Il concetto di “produzione semplice delle merci” ha veicolato gran parte delle letture della teoria del valore di Marx. Per Backhaus la messa al centro di questo concetto ha dato vita a due correnti interpretative che possono essere considerate complementari, quella logico-storica e quella modellistico-platonica o “mitodologica”.
L’interpretazione logico-storica si richiama espressamente alla lettura engelsiana e intende lo svolgimento della forma di valore come lo svolgimento logico di un contenuto storico. La teoria del valore è la concrezione logica del funzionamento di quella società dominata dalla “produzione semplice delle merci” e l’analisi marxiana della forma di valore non è che il riflesso logico di un processo storico che ha poi portato alla nascita del denaro. In relazione a questa lettura Backhaus sviluppa delle critiche non soltanto relative alla pertinenza filologica nei confronti dell’opera di Marx, ma in relazione alla pertinenza storica del modello della “produzione semplice delle merci”. Mentre le affermazioni engelsiane relative alla vigenza della legge del valore e alla nascita del denaro non potevano essere supportate, perché ancora da venire, da ricerche etnologiche specifiche che avessero come oggetto le forme della produzione e riproduzione delle comunità antiche, l’ortodossia logico-storica dovrebbe potersi confrontare analiticamente con quei lavori che concretamente affrontano tali problemi da un punto di vista storico e vedere che i risultati del metodo logico-storico, per esempio quello sviluppato da W.F. Haug, in un importante saggio della metà degli anni Settanta[41], “non si dimostrano né logicamente esenti da contraddizioni, né storicamente plausibili”[42].
L’interpretazione “mitodologica” intende invece la “produzione semplice delle merci”, e gli attori di quegli atti di valutazione delle merci in rapporto al tempo di lavoro erogato, come figure ideali dalle quali è necessario partire per poi giungere al modo di produzione capitalistico in cui le merci non sono più vendute al loro valore bensì ai prezzi di produzione, mentre la teoria della forma di valore è relegata alla funzione di excursus storico esplicativo dell’evoluzione dello scambio dal baratto fino all’apparire del denaro quale elemento di mediazione che facilita la circolazione delle merci.
Alla base di entrambe queste correnti interpretative, che si differenziano profondamente in rapporto ai contenuti economici che esprimono, vi è un presupposto tacito che ne orienta lo sviluppo: l’idea iniziale di uno scambio generalizzato delle merci in cui il denaro non ha ancora fatto la sua comparsa, e la lettura dell’analisi marxiana della forma di valore come concrezione logica di un processo storico che ha portato alla formazione del denaro.
Entrambe le correnti interpretative possono essere considerate come teorie premonetarie del valore: esse esaminano l’analisi della sostanza e della grandezza di valore in sede separata rispetto all’analisi della forma di valore.

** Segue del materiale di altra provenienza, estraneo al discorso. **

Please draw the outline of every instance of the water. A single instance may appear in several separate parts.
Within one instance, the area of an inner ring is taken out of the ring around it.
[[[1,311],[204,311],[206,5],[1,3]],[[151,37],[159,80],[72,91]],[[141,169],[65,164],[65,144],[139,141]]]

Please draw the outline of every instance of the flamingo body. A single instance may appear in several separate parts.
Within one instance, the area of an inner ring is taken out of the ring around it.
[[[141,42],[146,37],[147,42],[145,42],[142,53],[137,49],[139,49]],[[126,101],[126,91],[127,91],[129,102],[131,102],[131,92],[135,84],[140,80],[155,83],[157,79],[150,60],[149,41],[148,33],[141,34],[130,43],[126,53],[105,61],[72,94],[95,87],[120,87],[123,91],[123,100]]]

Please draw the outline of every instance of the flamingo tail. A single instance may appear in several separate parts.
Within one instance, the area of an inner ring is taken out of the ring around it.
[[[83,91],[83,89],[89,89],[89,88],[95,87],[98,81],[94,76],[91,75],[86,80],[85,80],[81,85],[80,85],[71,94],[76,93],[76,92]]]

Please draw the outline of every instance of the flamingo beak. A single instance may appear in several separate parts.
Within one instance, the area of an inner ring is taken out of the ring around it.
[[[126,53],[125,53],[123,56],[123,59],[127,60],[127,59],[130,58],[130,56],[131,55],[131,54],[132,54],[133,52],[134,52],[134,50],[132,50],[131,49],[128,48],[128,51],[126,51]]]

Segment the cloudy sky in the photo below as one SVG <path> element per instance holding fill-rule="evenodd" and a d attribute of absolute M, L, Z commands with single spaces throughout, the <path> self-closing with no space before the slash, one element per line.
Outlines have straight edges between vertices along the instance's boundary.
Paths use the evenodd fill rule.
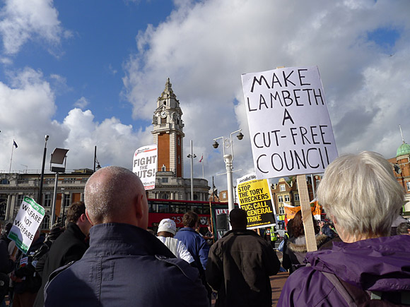
<path fill-rule="evenodd" d="M 4 0 L 0 10 L 0 171 L 13 139 L 11 169 L 40 170 L 46 134 L 47 162 L 64 148 L 67 169 L 93 169 L 96 145 L 102 166 L 131 168 L 170 78 L 184 156 L 193 140 L 205 177 L 226 188 L 213 139 L 243 129 L 234 179 L 252 171 L 241 74 L 277 66 L 319 67 L 339 154 L 394 157 L 399 124 L 410 142 L 406 0 Z"/>

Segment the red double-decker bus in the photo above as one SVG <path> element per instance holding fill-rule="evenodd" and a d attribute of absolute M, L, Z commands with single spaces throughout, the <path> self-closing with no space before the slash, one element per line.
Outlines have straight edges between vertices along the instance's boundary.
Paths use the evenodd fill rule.
<path fill-rule="evenodd" d="M 148 228 L 156 233 L 163 219 L 171 219 L 175 222 L 177 228 L 183 227 L 182 217 L 188 211 L 194 211 L 199 216 L 199 226 L 206 229 L 211 222 L 211 206 L 212 210 L 228 208 L 228 203 L 206 202 L 197 200 L 176 200 L 168 199 L 148 200 Z"/>

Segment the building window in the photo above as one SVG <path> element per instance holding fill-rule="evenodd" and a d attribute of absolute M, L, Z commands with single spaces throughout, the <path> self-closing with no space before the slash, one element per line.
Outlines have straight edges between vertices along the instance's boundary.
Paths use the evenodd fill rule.
<path fill-rule="evenodd" d="M 56 179 L 54 178 L 46 178 L 44 181 L 45 184 L 54 184 Z"/>
<path fill-rule="evenodd" d="M 20 207 L 21 203 L 23 203 L 23 200 L 24 199 L 23 195 L 17 195 L 17 207 Z"/>
<path fill-rule="evenodd" d="M 300 199 L 299 198 L 299 193 L 295 193 L 295 201 L 300 201 Z"/>
<path fill-rule="evenodd" d="M 64 207 L 70 206 L 70 194 L 64 194 Z"/>
<path fill-rule="evenodd" d="M 48 229 L 49 228 L 49 217 L 45 215 L 41 222 L 41 228 L 43 229 Z"/>
<path fill-rule="evenodd" d="M 45 194 L 44 195 L 44 206 L 45 207 L 51 206 L 51 194 Z"/>

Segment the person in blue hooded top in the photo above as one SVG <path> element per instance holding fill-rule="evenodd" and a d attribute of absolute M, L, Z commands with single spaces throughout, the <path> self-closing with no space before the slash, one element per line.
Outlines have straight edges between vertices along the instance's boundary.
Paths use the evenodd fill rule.
<path fill-rule="evenodd" d="M 410 294 L 410 236 L 388 236 L 404 197 L 381 155 L 365 151 L 332 162 L 317 198 L 342 241 L 308 253 L 306 266 L 288 277 L 278 306 L 402 303 Z"/>

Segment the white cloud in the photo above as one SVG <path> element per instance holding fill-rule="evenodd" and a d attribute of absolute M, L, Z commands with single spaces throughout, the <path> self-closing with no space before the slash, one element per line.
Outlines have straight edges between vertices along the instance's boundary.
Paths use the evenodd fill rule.
<path fill-rule="evenodd" d="M 81 97 L 74 103 L 74 107 L 78 107 L 80 109 L 84 109 L 90 104 L 90 102 L 84 97 Z"/>
<path fill-rule="evenodd" d="M 211 176 L 225 171 L 221 147 L 213 150 L 213 138 L 240 128 L 245 137 L 239 141 L 233 136 L 233 165 L 242 170 L 234 179 L 253 169 L 244 73 L 317 65 L 339 153 L 370 150 L 393 157 L 402 142 L 399 124 L 410 142 L 410 3 L 175 0 L 175 5 L 164 22 L 136 35 L 138 53 L 124 64 L 123 95 L 133 104 L 134 117 L 151 123 L 156 98 L 170 78 L 184 113 L 184 156 L 193 140 L 194 152 L 204 154 L 210 185 Z M 40 38 L 53 47 L 70 34 L 64 32 L 51 1 L 6 1 L 1 14 L 0 33 L 8 54 L 28 40 Z M 389 54 L 367 39 L 380 28 L 399 33 Z M 50 135 L 47 152 L 55 147 L 70 150 L 70 169 L 93 168 L 95 145 L 102 166 L 130 168 L 134 151 L 153 142 L 148 124 L 134 128 L 115 117 L 96 121 L 92 110 L 84 109 L 84 97 L 78 102 L 81 109 L 68 112 L 62 122 L 54 120 L 56 95 L 70 90 L 61 76 L 44 76 L 27 68 L 7 76 L 8 83 L 0 82 L 0 143 L 6 148 L 0 169 L 8 169 L 7 146 L 11 151 L 13 138 L 18 144 L 13 169 L 20 164 L 40 169 L 45 134 Z M 194 165 L 194 176 L 201 177 L 201 164 Z M 185 157 L 185 176 L 189 167 Z M 226 186 L 226 176 L 215 181 L 219 190 Z"/>
<path fill-rule="evenodd" d="M 148 131 L 142 128 L 134 131 L 114 117 L 98 123 L 90 110 L 73 109 L 63 122 L 53 120 L 55 93 L 42 72 L 28 68 L 9 75 L 11 85 L 0 83 L 0 143 L 4 145 L 0 153 L 0 169 L 8 170 L 13 139 L 18 148 L 13 152 L 11 169 L 27 165 L 29 170 L 39 171 L 46 134 L 49 135 L 47 161 L 54 148 L 69 149 L 69 170 L 93 169 L 95 146 L 102 166 L 131 169 L 135 150 L 146 142 L 152 143 L 149 127 Z"/>
<path fill-rule="evenodd" d="M 0 12 L 0 33 L 4 52 L 14 54 L 28 40 L 45 41 L 50 52 L 58 47 L 61 37 L 71 37 L 58 20 L 52 0 L 6 0 Z"/>
<path fill-rule="evenodd" d="M 204 154 L 206 173 L 224 169 L 212 139 L 238 128 L 245 137 L 235 143 L 233 164 L 244 171 L 234 177 L 252 169 L 240 75 L 281 66 L 319 66 L 339 153 L 370 150 L 394 156 L 401 144 L 399 123 L 410 140 L 408 2 L 175 4 L 166 21 L 138 34 L 139 53 L 125 65 L 125 95 L 135 118 L 151 118 L 170 77 L 184 112 L 185 151 L 193 139 L 194 152 Z M 394 56 L 367 40 L 368 32 L 380 28 L 399 32 Z M 187 159 L 186 174 L 189 170 Z"/>

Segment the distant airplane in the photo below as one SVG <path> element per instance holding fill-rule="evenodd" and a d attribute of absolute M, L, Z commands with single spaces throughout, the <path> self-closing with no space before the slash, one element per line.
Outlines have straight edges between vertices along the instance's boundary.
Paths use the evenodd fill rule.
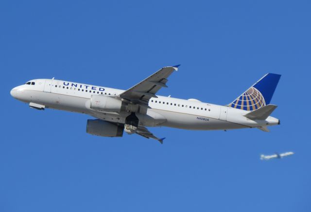
<path fill-rule="evenodd" d="M 167 87 L 167 78 L 178 66 L 161 68 L 126 90 L 53 78 L 31 80 L 12 89 L 11 95 L 32 108 L 52 108 L 94 117 L 97 119 L 88 119 L 86 124 L 86 132 L 92 135 L 122 137 L 125 131 L 161 143 L 164 138 L 156 136 L 145 127 L 193 130 L 256 128 L 269 131 L 268 126 L 280 124 L 279 119 L 270 116 L 277 106 L 269 104 L 281 75 L 267 74 L 231 103 L 224 106 L 193 98 L 156 95 L 160 89 Z M 128 80 L 137 75 L 133 71 L 128 74 Z M 190 78 L 191 72 L 188 74 Z M 206 80 L 202 82 L 206 83 Z M 221 79 L 218 82 L 230 90 L 235 84 L 241 84 L 237 80 L 231 85 L 224 84 Z M 189 90 L 188 85 L 187 81 L 184 82 L 183 86 Z M 219 93 L 216 89 L 211 92 Z M 194 90 L 193 92 L 205 95 L 207 91 Z"/>
<path fill-rule="evenodd" d="M 275 159 L 276 158 L 278 158 L 279 159 L 284 158 L 284 157 L 289 156 L 290 155 L 293 155 L 294 154 L 294 153 L 293 152 L 284 152 L 284 153 L 278 154 L 277 153 L 276 153 L 274 155 L 260 155 L 260 160 L 271 160 L 271 159 Z"/>

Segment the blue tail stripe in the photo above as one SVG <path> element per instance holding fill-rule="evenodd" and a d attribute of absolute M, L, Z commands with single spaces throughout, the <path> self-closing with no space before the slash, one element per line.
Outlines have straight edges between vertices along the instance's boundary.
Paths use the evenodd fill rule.
<path fill-rule="evenodd" d="M 269 73 L 253 86 L 261 93 L 266 104 L 270 104 L 280 77 L 279 74 Z"/>
<path fill-rule="evenodd" d="M 280 77 L 279 74 L 266 74 L 228 106 L 252 111 L 270 104 Z"/>

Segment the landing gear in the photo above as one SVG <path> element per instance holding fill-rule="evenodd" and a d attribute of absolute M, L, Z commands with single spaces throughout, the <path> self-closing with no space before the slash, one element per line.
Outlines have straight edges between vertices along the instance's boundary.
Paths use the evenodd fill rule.
<path fill-rule="evenodd" d="M 132 113 L 130 115 L 125 118 L 124 131 L 127 134 L 133 134 L 136 131 L 138 127 L 139 120 L 135 115 L 135 113 Z"/>

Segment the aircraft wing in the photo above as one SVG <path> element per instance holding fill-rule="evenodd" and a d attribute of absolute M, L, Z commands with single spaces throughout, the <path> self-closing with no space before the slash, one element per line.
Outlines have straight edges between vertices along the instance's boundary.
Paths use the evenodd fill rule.
<path fill-rule="evenodd" d="M 180 65 L 162 68 L 152 75 L 124 91 L 120 97 L 133 103 L 147 105 L 149 99 L 156 98 L 156 93 L 162 87 L 167 87 L 167 78 L 177 71 Z"/>
<path fill-rule="evenodd" d="M 139 135 L 142 136 L 142 137 L 144 137 L 145 138 L 149 139 L 152 138 L 153 139 L 156 140 L 158 141 L 161 144 L 163 143 L 163 140 L 165 139 L 165 138 L 158 138 L 158 137 L 154 135 L 152 133 L 151 133 L 149 130 L 148 130 L 147 128 L 144 127 L 139 126 L 138 128 L 137 128 L 137 130 L 136 130 L 136 134 L 138 134 Z"/>

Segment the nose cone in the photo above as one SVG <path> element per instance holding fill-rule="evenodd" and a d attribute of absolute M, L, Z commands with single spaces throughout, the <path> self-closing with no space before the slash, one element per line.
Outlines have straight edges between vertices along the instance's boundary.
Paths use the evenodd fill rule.
<path fill-rule="evenodd" d="M 18 88 L 17 87 L 15 87 L 14 88 L 12 89 L 10 92 L 10 94 L 11 94 L 11 96 L 12 96 L 15 98 L 17 98 Z"/>
<path fill-rule="evenodd" d="M 11 90 L 11 92 L 10 92 L 10 93 L 11 94 L 11 96 L 13 97 L 14 98 L 16 98 L 17 94 L 17 89 L 15 89 L 14 88 L 12 89 Z"/>

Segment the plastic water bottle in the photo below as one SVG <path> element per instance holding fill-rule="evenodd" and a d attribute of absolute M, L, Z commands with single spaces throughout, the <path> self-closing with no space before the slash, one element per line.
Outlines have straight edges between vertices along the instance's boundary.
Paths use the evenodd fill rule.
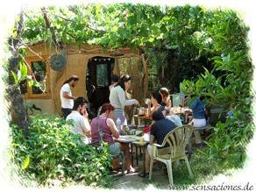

Un certo orientamento teorico si sostanzia in una metodologia che considera lecita l’astrazione dal denaro e presenta in modo separato l’analisi dello scambio tra merci. Il denaro è considerato un fenomeno, che deve essere trasceso per giungere all’essenza dello scambio: esse “concepiscono come strutturalmente identiche le leggi dello ‘scambio’ nell’economia di scambio premonetaria e in quella monetaria: per esse infatti l’‘economia naturale di scambio’ è l’‘essenza’ dell’economia monetaria; le une e le altre vorrebbero venir a sapere che cosa si cela ‘dietro’ i prezzi mediati dal denaro”[43]. Secondo Backhaus la metodologia di queste correnti interpretative segue lo stesso procedimento della teoria soggettiva del valore, la quale cerca di spiegare lo scambio tra merci in base all’utilità soggettiva astraendo dalle mediazioni monetarie. Ciò che la teoria neoclassica del valore chiama “velo monetario” è concepito dalla tradizione marxista come fenomeno dal quale è necessario prescindere per giungere all’analisi dell’essenza, ovvero del rapporto di scambio tra merci. Ciò che sia le correnti interpretative marxiste che la teoria soggettiva del valore non prendono in considerazione è il processo inverso che dall’essenza porta al fenomeno, che dalla relazione di scambio tra merci porta al denaro quale “astratta unità di calcolo” intersoggettivamente valida. Il fenomeno o il “velo monetario” è inteso, dal marxismo e dalle teorie neoclassiche del valore, come elemento che occulta senza rivelare niente dell’essenza – occulta cioè le strutture premonetarie di un’economia di scambio – mentre per Backhaus, la teoria marxiana della forma di valore è quel processo che dall’analisi dell’essenza giunge al fenomeno, che adesso è mediato e compreso come manifestazione dell’essenza.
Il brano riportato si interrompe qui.